I can’t speak for Sam but I can offer my 2c on your questions:
I would like to have a generic code indexer that could create a database of all entities defined in a codebase along with a backlinks to points of definition in source code: functions & methods with all their arguments and call sites, structs&classes, all templates instantiated. maybe variables &etc.
clangd-indexer seem to already been doing a very notable part of this job, but unfortunately for me - not all. I’m completely not familiar with clangd-indexer internals and am wondering if it is a good idea to take
clangd-indexer as a foundation of such solution?
I think that depends on how you intend to use the database.
Clangd’s index is fairly specialized for answering the types of queries that come up during clangd’s usage, such as “find all symbols with this name in the project” or “find all references to this symbol in the project”.

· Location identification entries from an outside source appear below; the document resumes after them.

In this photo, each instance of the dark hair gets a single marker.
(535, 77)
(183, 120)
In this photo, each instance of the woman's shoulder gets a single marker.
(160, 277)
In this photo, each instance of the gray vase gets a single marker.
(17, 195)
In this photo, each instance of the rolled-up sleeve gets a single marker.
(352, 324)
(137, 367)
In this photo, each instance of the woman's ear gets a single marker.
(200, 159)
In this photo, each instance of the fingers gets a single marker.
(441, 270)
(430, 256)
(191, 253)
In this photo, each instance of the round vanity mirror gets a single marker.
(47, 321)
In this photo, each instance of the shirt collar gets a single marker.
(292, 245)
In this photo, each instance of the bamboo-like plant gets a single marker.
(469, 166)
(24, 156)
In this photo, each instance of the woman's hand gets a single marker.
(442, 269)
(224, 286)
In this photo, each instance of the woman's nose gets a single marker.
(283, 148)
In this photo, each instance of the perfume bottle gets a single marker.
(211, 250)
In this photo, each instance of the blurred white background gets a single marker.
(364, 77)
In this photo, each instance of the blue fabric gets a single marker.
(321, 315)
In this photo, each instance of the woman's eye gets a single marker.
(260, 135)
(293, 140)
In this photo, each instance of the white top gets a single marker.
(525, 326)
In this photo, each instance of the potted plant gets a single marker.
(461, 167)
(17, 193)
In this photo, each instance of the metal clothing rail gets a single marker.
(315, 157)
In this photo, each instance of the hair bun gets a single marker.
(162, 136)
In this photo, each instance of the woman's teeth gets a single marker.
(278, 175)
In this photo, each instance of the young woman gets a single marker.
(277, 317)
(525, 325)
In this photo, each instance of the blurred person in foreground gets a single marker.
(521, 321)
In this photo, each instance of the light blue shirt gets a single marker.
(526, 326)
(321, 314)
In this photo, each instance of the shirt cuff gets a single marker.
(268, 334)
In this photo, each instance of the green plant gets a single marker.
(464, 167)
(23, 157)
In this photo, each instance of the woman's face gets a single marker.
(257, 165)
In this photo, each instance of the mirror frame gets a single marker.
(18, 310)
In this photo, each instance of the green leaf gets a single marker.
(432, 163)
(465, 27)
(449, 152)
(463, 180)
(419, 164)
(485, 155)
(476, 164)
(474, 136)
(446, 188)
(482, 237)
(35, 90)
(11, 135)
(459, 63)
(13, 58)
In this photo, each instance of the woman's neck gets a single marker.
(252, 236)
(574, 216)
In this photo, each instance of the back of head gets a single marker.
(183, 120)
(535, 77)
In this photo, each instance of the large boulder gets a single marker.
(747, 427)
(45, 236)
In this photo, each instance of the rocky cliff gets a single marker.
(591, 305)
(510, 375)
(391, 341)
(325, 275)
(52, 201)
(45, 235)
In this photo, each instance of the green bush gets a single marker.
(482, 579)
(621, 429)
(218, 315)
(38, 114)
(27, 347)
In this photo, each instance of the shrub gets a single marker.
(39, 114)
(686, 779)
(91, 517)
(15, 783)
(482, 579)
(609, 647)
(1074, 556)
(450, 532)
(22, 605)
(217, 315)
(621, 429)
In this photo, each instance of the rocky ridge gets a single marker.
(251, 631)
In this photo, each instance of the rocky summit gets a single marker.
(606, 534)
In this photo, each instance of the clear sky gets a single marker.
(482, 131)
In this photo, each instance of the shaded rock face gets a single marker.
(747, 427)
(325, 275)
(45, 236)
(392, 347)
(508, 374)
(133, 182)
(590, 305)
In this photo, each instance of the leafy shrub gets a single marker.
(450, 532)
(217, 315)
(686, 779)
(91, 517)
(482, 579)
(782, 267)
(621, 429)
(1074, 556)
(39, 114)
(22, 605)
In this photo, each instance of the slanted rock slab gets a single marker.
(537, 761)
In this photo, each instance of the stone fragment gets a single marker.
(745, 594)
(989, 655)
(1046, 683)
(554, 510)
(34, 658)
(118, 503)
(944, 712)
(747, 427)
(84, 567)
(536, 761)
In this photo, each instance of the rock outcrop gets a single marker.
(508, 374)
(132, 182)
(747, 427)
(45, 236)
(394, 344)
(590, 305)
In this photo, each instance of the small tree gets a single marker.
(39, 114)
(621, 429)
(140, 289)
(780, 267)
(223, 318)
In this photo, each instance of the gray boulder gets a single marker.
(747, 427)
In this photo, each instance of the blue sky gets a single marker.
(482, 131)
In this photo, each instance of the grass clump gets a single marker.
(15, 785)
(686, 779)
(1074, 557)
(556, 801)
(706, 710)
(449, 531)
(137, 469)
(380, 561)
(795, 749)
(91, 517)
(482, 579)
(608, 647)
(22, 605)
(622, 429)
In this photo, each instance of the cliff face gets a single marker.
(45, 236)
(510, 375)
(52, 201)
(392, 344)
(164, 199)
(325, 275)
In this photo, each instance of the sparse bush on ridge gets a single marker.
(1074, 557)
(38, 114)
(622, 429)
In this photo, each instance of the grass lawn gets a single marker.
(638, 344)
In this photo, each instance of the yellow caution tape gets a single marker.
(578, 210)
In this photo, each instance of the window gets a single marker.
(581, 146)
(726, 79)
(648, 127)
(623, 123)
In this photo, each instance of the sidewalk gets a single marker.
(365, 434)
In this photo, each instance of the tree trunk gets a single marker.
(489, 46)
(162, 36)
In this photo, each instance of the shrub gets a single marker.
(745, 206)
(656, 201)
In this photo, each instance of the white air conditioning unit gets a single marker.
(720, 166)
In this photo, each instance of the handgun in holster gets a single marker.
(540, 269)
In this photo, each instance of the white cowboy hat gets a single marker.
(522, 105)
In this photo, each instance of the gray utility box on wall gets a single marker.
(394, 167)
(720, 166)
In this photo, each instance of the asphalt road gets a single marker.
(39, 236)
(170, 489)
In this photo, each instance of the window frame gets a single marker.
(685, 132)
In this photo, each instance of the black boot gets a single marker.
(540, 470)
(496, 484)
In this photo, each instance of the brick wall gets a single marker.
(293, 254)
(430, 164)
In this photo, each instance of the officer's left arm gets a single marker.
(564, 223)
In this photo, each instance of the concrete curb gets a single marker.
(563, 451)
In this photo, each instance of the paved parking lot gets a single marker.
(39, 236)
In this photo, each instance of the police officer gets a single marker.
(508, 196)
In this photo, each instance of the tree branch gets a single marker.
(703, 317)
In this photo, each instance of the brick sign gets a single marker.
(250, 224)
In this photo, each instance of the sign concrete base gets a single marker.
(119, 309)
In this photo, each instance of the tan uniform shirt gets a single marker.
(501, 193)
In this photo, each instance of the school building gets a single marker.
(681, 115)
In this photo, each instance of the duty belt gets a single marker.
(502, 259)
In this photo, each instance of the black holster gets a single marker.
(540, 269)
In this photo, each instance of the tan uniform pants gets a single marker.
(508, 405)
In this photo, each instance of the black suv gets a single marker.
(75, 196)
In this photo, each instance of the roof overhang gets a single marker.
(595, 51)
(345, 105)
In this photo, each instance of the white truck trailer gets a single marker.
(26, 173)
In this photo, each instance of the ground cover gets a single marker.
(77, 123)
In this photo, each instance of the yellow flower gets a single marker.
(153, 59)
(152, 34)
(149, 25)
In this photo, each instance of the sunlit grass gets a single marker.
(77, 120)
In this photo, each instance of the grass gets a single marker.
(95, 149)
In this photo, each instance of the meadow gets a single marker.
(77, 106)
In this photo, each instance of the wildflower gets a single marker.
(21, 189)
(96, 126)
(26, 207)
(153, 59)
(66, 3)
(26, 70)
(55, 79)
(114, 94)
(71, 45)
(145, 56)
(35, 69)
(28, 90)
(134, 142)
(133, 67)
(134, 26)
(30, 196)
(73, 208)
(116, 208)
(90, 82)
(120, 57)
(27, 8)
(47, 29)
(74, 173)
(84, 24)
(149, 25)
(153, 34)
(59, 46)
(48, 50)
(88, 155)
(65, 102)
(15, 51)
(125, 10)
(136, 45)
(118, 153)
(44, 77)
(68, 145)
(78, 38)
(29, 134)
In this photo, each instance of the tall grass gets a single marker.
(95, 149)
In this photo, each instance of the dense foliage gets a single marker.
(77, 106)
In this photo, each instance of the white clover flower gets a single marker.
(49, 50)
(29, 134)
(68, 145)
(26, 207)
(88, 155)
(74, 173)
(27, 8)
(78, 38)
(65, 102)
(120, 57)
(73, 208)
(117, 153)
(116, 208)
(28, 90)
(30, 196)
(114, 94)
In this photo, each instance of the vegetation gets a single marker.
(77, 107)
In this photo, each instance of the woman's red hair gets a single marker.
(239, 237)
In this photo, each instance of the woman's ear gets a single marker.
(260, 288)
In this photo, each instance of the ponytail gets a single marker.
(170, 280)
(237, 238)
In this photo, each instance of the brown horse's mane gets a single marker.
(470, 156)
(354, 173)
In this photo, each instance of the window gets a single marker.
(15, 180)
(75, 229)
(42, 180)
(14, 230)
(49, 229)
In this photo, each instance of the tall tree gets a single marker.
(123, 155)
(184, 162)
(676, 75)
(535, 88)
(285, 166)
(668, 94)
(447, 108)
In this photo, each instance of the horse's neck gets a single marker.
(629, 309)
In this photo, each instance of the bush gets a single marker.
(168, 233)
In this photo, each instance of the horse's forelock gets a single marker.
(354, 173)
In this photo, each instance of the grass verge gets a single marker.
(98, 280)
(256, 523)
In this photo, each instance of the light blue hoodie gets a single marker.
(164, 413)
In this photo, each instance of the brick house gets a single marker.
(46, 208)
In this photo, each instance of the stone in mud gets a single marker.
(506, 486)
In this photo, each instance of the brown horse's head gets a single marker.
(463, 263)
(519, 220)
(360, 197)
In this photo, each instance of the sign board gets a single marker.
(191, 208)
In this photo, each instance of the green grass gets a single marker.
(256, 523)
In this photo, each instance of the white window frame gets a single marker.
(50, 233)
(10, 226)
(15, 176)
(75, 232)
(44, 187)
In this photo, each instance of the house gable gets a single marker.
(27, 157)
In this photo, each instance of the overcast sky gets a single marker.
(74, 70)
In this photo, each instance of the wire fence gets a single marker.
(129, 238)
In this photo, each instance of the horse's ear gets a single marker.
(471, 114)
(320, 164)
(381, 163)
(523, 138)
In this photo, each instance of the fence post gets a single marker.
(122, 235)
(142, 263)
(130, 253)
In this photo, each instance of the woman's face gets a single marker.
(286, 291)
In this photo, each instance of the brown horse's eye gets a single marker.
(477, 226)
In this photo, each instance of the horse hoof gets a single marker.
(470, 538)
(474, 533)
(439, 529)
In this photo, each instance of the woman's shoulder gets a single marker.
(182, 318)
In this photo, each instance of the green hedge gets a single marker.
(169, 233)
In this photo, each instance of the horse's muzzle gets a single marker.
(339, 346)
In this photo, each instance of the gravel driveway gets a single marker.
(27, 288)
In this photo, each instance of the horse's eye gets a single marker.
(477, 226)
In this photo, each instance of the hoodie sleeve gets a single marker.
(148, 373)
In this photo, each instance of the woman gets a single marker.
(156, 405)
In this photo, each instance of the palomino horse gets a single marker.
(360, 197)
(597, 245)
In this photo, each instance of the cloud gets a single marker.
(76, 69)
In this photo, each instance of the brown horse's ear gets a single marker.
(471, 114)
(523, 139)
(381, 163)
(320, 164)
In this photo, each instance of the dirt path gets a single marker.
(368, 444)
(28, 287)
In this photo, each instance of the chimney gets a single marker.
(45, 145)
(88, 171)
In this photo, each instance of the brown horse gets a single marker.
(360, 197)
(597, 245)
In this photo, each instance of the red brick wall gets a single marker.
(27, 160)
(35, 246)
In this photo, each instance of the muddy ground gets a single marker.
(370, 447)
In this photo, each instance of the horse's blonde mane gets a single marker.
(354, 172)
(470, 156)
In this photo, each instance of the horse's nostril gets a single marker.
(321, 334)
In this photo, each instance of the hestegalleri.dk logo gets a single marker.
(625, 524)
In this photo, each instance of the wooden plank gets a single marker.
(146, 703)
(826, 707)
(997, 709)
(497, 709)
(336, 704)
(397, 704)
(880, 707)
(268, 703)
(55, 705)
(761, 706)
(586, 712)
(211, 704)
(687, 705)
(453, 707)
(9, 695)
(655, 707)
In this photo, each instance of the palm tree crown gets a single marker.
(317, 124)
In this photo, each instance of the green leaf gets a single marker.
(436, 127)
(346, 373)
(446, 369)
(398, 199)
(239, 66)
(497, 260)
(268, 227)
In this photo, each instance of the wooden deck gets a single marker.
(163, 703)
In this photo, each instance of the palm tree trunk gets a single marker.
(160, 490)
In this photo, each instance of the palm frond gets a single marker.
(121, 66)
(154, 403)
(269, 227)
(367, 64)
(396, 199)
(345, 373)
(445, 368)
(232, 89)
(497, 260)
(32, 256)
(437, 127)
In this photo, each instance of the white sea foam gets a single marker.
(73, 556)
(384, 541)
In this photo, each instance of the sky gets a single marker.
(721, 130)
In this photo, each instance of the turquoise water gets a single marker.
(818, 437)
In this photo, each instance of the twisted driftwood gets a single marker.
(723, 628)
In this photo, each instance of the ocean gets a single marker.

One can imagine interesting semantic queries one might want to pose to such a database – such as “find all uses of this type in this project”, or “given this template, find all its instantiations in the project” – which clangd’s index is not designed to answer, and likely could not be made to answer without significant changes (like introducing some sort serialized representation of types and other semantic entities besides symbols).
So, I think it really depends on what are the missing pieces that you’d like the index to be able to do. If you elaborate on this, I can try to offer further thoughts.
Is it extendable enough?
Depends on how you’re looking to extend it. If you’re hoping to use the upstream indexer code unmodified, and extend it in your own codebase by inheritance or composition without modifying the upstream sources, it’s probably not suitable for that.
If instead you plan to have a copy or fork of clangd’s code and make modifications to it, that could work (e.g. depending on the new functionality you want, you may be able to implement it as some incremental modifications to the existing code without any significant rewrite).
Is its internals sufficiently well documented?
There is some documentation on this page, and comments in the code headers such as this. You can also ask further questions about it here or in the #clangd Discord channel.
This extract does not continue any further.